You can visualize the level sets by looking at the intersection of the cylinder with spheres centered at $(0,0,-1)$. When the radius of the sphere is small, the intersection is just a simple closed curve in the bottom half of the cylinder. When the radius becomes larger than $2$, the intersection becomes two simple closed curves. As the radius gets very large, these two curves get closer and closer to vertical circles far out along the cylinder.

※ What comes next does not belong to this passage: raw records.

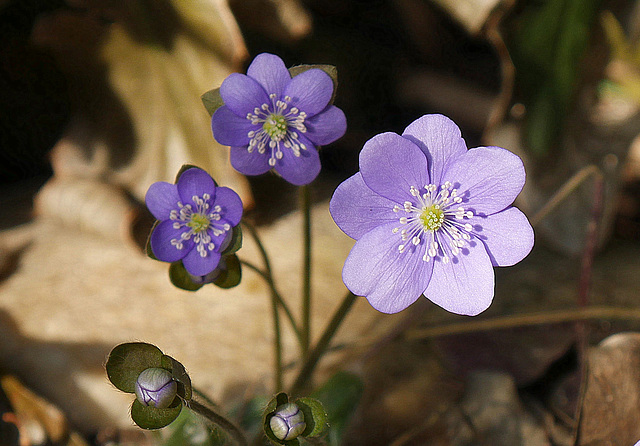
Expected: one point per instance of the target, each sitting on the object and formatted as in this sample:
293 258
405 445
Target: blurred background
98 99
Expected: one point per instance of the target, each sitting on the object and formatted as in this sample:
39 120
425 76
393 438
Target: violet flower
274 121
195 220
431 217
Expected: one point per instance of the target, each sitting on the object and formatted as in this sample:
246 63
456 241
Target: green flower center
275 126
432 217
198 223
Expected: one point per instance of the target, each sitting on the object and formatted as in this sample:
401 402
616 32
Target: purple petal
230 129
356 209
389 279
326 127
269 70
440 140
195 182
465 285
488 178
161 245
161 199
299 170
231 205
391 164
507 236
200 266
242 94
253 163
310 91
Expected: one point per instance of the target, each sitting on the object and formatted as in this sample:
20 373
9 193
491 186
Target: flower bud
287 422
156 387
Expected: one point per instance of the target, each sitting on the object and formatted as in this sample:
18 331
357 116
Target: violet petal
440 140
356 209
389 279
230 129
249 163
310 91
161 199
391 164
493 177
161 246
327 126
299 170
270 72
242 94
465 285
507 235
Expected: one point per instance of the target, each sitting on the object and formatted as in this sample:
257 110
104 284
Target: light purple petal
465 285
242 94
161 199
230 129
253 163
161 246
390 280
299 170
356 209
488 178
507 236
391 164
310 91
269 70
195 182
231 205
440 139
198 265
327 126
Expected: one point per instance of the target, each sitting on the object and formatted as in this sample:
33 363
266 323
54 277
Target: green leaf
212 100
340 396
236 241
315 417
329 69
180 375
180 278
127 361
191 429
149 417
231 275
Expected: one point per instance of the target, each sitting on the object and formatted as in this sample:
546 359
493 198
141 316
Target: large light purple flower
431 217
274 121
195 220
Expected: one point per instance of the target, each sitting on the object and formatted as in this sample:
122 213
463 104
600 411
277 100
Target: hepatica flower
195 220
273 121
431 217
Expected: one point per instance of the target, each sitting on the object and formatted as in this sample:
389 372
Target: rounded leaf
149 417
127 361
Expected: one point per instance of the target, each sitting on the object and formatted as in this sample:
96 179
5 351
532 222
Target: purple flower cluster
273 121
195 220
431 217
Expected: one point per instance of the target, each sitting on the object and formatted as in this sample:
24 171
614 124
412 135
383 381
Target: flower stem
320 348
305 207
231 429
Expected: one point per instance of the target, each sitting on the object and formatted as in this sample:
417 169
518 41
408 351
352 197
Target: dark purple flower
274 121
156 387
195 220
431 217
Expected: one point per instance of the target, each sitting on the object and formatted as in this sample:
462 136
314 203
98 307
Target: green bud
287 422
156 387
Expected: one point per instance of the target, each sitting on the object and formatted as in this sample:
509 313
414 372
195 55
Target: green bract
125 364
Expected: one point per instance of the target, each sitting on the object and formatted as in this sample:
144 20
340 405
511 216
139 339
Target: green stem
276 294
321 347
305 207
231 429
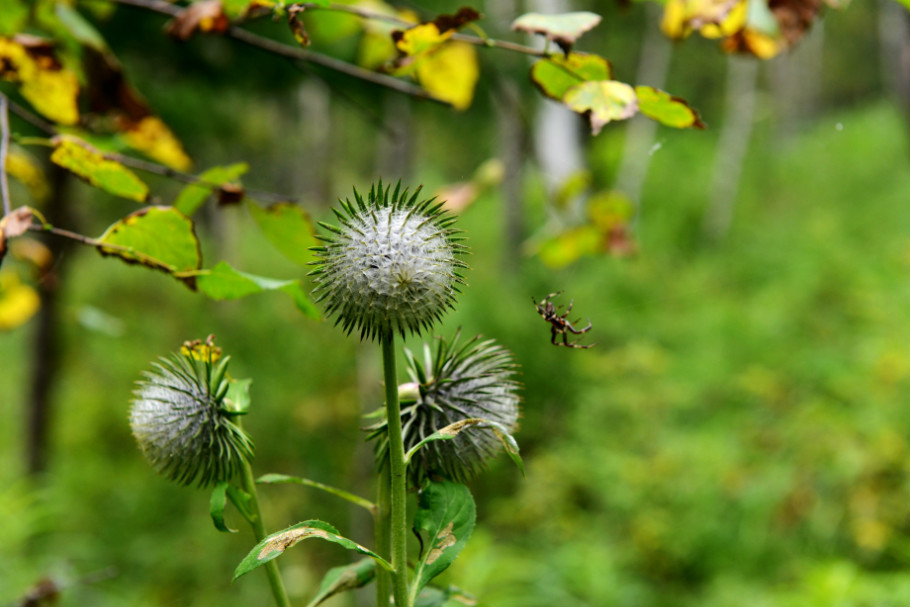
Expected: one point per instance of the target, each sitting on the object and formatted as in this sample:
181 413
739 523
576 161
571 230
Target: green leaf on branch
444 520
224 282
194 195
217 504
557 74
667 109
348 577
452 430
80 158
602 101
274 545
161 238
563 29
289 228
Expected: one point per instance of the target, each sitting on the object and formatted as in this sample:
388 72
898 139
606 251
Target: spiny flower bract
458 382
182 422
392 266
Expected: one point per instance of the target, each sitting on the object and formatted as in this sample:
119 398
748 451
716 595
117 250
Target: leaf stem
381 531
271 568
4 145
398 506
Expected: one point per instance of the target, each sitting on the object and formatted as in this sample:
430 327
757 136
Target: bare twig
4 145
298 54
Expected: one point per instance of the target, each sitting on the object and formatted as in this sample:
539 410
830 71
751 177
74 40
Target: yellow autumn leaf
51 89
26 171
18 302
450 73
154 139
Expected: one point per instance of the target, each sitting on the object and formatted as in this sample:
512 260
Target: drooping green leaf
602 101
239 395
194 195
224 282
216 507
563 29
666 109
289 228
444 520
161 238
348 577
443 597
274 545
78 157
452 430
557 74
269 479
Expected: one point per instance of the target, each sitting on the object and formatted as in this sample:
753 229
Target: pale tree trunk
653 64
742 73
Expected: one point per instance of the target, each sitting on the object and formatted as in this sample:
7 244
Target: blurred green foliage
738 436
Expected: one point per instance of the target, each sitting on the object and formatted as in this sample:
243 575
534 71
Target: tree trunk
46 351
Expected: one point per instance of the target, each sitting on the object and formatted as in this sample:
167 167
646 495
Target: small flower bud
391 267
181 421
458 382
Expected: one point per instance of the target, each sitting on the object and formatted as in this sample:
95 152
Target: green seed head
392 266
457 382
182 422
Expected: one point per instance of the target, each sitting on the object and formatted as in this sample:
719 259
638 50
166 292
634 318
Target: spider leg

One problem with your attempt to understand intuitively what's going on here ("what would be the set of critical points of a Morse exhaustion function on the punctured plane?") is that you seem to be thinking that the critical points depend only on the manifold. But in fact, the critical points depend very heavily on what Morse function you choose. In fact, it's not hard to show in the case of the example above that given any two distinct points of $M$, there's a Morse exhaustion function whose critical points are exactly those two points. And you can get more critical points by smoothly deforming the embedding in $\mathbb R^3$ so that the distance function has lots of local maxima and local minima.

Answer 2

The problem with your example is that the punctured torus(or Plane) is no compact. The statement describing the topology of level set depend on those facts. For example important theorem fails:

Suppose $f$ is a smooth real-valued function on $M$ and $p$ is a non-degenerate critical point of $f$ of index $\gamma$, and that $f(p) = q$. Suppose $f^{−1}[q − \varepsilon, q + \varepsilon]$ is compact and contains no critical points besides $p$. Then $M^{q+\varepsilon}$ is homotopy equivalent to $M^{q−\varepsilon}$ with a $\gamma$-cell attached.

and another one

Suppose $f$ is a smooth real-valued function on $M$, $a < b$, $f^{−1}[a, b]$ is compact, and there are no critical values between $a$ and $b$. Then $M^a$ is diffeomorphic to $M^b$, and $M^b$ deformation retracts onto $M^a$.

This means that when $M$ is compact morse theory have powerful tools to describe the topology of the level sets of $M$. In your case $f^{-1}[-\varepsilon,\varepsilon]$ is not compact if the plane is the $xz$ plane in $\mathbb{R}^3$.